With nowhere to turn, Miller said he continued to endure the dozens of harassing phone calls from debt collectors day in and day out.
"You have no self worth anymore,” Miller told Action 4 News. “It's really disheartening to deal with it on a seven day basis because they do it on Saturday and Sundays too."
Unfortunately, Miller’s reality is the same for many Americans. With the unemployment rate still high and mounting debt growing---many believe there is no way to avoid the debt collectors harassing phone calls.
In the state of Texas, however, there is a way.
"They can't harass you, abuse you, or use foul language,” Marla Lutz, with GreenPath Debt Solutions, explained. “If they do you can file a complaint against them with the Federal Trade Commission."
The reason debt collectors harass people, Lutz said, is because they do not know their rights.
"There's a law that states if you write them a letter and ask them to stop calling you they have to stop calling you," Lutz said.
She said there are simple do’s and don’ts when dealing with debt collectors. Lutz said the most important thing a person needs to do is find out what their rights are and if they get those harassing phone calls—simply write a letter to the creditor and tell them to stop.
She added, when a person works out an agreement with a credit agency they need to make sure and get it in writing.

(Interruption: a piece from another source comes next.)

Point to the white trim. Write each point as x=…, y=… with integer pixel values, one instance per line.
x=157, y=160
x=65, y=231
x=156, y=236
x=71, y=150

Lutz said a person should never ignore a creditor, give out their bank account number, or give a post dated check.
She said, if you live in Texas and your debt is more than four years old…."If it's over four years old they can no longer collect on the debt. You can always write them a letter stating that.
“But adds, while they can longer collect on the debt it does stay on the a person’s credit report for seven years.